Zum didaktischen Prinzip Lernen durch Lehren: Jede Präsentationsphase setzt lerntheoretisch auf das Prinzip, dass nur das präsentiert werden kann, was auch tatsächlich verstanden bzw. durchdrungen wurde. Designprojekte setzen dieses Prinzip in einer technisierten Lernumgebung um.

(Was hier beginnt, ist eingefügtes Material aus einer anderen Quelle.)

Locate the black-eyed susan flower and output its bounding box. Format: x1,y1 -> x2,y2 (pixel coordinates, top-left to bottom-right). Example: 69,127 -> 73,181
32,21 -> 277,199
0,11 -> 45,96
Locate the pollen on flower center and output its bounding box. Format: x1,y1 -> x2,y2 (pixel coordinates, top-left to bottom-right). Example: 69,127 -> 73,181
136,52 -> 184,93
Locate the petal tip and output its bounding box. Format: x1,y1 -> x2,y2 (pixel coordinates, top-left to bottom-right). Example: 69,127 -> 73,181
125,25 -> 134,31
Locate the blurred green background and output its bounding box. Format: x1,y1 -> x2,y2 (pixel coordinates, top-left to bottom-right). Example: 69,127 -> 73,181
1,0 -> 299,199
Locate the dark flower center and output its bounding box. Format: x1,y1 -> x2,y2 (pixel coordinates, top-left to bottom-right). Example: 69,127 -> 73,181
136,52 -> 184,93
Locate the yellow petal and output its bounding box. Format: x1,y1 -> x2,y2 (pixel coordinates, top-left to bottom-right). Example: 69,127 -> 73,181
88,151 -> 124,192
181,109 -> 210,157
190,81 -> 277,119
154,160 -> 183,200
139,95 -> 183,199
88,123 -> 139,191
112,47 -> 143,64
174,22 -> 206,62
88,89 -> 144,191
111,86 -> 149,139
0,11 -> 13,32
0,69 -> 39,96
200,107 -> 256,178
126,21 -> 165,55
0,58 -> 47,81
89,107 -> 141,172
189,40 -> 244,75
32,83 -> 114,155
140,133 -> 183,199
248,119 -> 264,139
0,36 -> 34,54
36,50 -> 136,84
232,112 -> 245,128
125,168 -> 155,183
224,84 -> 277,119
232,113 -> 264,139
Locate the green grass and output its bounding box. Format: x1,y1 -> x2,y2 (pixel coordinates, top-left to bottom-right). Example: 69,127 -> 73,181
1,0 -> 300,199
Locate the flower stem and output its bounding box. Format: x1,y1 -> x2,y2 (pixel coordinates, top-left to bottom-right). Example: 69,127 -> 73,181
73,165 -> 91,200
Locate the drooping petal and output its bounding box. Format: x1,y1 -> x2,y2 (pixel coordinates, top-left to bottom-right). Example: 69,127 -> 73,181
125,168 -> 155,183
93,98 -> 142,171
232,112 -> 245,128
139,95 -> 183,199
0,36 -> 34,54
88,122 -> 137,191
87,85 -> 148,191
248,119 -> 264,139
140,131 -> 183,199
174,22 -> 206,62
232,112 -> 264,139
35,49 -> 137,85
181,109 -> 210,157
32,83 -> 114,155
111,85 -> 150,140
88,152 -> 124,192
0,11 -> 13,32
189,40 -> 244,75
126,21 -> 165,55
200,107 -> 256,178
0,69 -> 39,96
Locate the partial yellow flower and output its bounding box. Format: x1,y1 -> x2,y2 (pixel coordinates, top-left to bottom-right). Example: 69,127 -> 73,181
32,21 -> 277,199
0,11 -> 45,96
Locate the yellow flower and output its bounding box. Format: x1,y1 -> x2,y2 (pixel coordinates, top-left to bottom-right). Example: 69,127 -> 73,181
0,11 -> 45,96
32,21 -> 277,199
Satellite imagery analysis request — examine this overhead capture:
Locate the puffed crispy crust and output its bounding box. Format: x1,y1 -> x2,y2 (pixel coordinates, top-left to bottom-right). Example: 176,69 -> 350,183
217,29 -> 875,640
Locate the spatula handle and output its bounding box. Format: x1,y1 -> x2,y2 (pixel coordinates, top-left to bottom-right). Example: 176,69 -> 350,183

Wenn man jemandem etwas erklären möchte, muss man ein mehr oder weniger tiefes Verständnis von den Inhalten entwickelt haben, die transportiert werden sollen. Es erscheint also absolut plausibel, wenn dieses Prinzip im pädagogischen Kontext nutzbar gemacht wird. Entsprechend hat das in diesem Lehrbuch ausdifferenzierte mediendidaktische Konzept ein analoges Pendant, das in der Pädagogik unter der Bezeichnung Lernen durch Lehren (LdL) diskutiert wird. Lernen durch Lehren oder auch Lernen durch Erklären wird dabei als lerner*innenaktive Methode beschrieben, bei der die Lerner*innen ihre Kompetenzen weiterentwickeln, indem sie sich gegenseitig die Inhalte vermitteln.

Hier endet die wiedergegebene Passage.